EDS--The End of Fiduciary Responsibiilty

 Every week it seems the courts find some new way to cabin participant rights and remedies. In Langbecker v. Electronic Data Systems, 39 EBCases 2352, 2007 U.S. App. LEXIS 1125 (January 18, 2007) the Fifth Circuit, in a split decision found a doozy. Since the DOL issued its 404(c) regulation in 1992, it has been generally understood that section 404(c) did not relieve fiduciaries from liability for limiting or designating investment options in a 404(c) plan. This view was contained in the preeamble to the regulation as a gloss on regulatory language limiting 404(c)s relief to losses which are "the direct and necessary result of that participant's or beneficiary's exercise of control." 29 C.F.R. sec. 2550.404c-1(d)(2)(1). In fairness, this view also informs examples included in the regulation itself. See examples 8 and 9 of the regulation.
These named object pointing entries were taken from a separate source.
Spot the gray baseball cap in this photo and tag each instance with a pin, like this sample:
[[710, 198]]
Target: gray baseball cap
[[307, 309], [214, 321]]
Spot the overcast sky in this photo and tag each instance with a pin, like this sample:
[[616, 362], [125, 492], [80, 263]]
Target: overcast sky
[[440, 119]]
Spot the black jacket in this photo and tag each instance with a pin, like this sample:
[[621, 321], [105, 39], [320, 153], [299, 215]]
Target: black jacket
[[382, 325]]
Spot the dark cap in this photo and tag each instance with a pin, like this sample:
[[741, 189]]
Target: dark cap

The debate over whether the DOL had the authority to adopt the position in the preamble turns on whether the language in the statute and the regulation itself are sufficiently ambiguous to permit the DOL's interpretation. The DOL is entitled to Chevron or Auer deference if there is ambiguity. Ambiguity is in the eye of the beholder, it seems--and this opinion itself cannot seem to make up its mind about the statute, saying in one place that the statutory language leaves the question open, and in another that neither the regulation nor the statute are ambiguous.
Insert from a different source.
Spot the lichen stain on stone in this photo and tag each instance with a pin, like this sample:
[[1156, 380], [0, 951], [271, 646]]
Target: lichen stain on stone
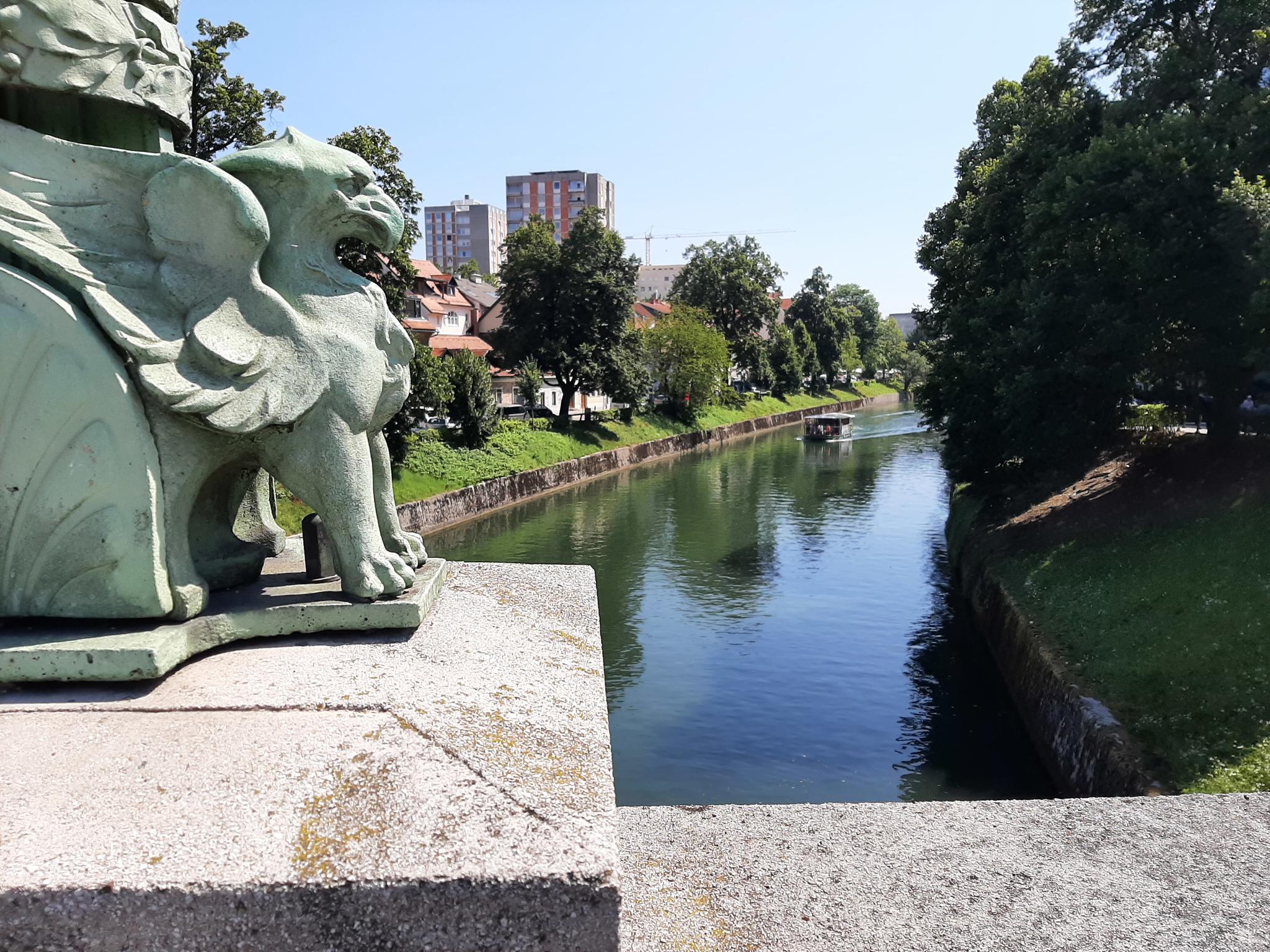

But what about common sense. Should plans be able to offer just 3 options or four with employer stock, one or more of which are imprudent, and then argue that 404(c) means there is no liability simply because the participant chose that imprudent option, even without knowledge of its imprudence.
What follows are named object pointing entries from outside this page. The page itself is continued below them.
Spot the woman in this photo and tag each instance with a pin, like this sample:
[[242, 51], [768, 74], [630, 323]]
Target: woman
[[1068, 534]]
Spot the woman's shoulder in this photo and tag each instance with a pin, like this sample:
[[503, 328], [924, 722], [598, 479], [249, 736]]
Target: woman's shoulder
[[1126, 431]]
I think the reasoning of EDS is deeply flawed, and consequently the petition for rehearing en banc supported by AARP, NELA, the Pension Rights Center, and the DOL itself has a good chance of being granted. But it is the court's lack of sensitivity to the consequences of its decision that troubles me the most. Assuming the majority felt that it had no choice but to issue the decision that it did, it could have acknowledged rather than denied the extraordinarily harsh results its decision could produce. Instead, the reader is left wondering whether the court is actually pleased by its vision of an Act that provides participants with no protection against the selection of unacceptable investment alternatives. If Congress really meant to have ERISA work this way, Congress should be asked to think again. I prefer to think that Congress was not so foolish, but that's hardly a surprise coming from someone who helped write the 404(c) regulation.